Fix issue #15899: Make the unicode.rst doctests pass. Patch by Chris Jerdonek.

commit: 2fd8bdbc9d904a7cb9f7cd676322eee03d92ee0c [log] [tgz]
author: Senthil Kumaran <senthil@uthcode.com> Tue Sep 11 03:17:52 2012 -0700
committer: Senthil Kumaran <senthil@uthcode.com> Tue Sep 11 03:17:52 2012 -0700
tree: c6c03e3f3d0a42d4ff6c93d76bebe1b5dc2d2289
parent: c8754a13e607ebc70f12a10297c76dc574a91d5b [diff] [blame]
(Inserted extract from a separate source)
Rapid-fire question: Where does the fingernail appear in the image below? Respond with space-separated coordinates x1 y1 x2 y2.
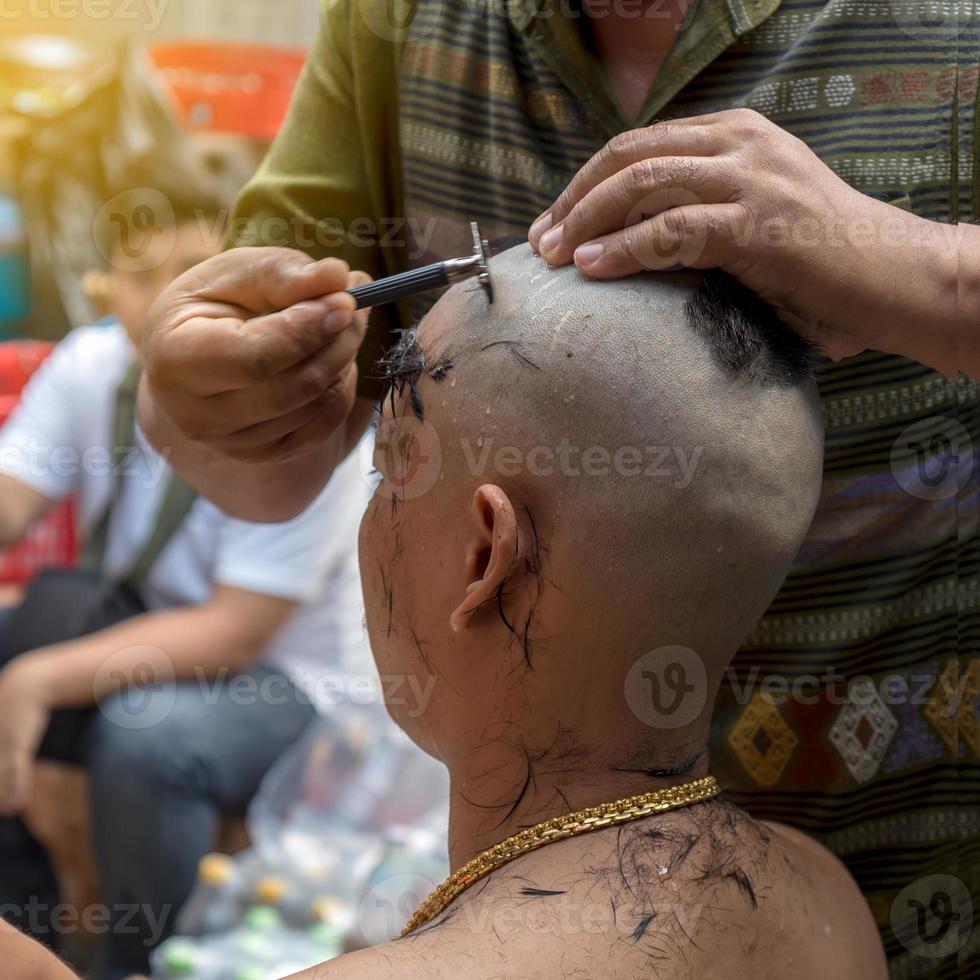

diff --git a/Doc/howto/unicode.rst b/Doc/howto/unicode.rst
index 045fd33..bcd29be 100644
--- a/Doc/howto/unicode.rst
+++ b/Doc/howto/unicode.rst

@@ -257,13 +257,13 @@
 'REPLACEMENT CHARACTER'), or 'ignore' (just leave the character out of the
 Unicode result).  The following examples show the differences::
 
-    >>> b'\x80abc'.decode("utf-8", "strict")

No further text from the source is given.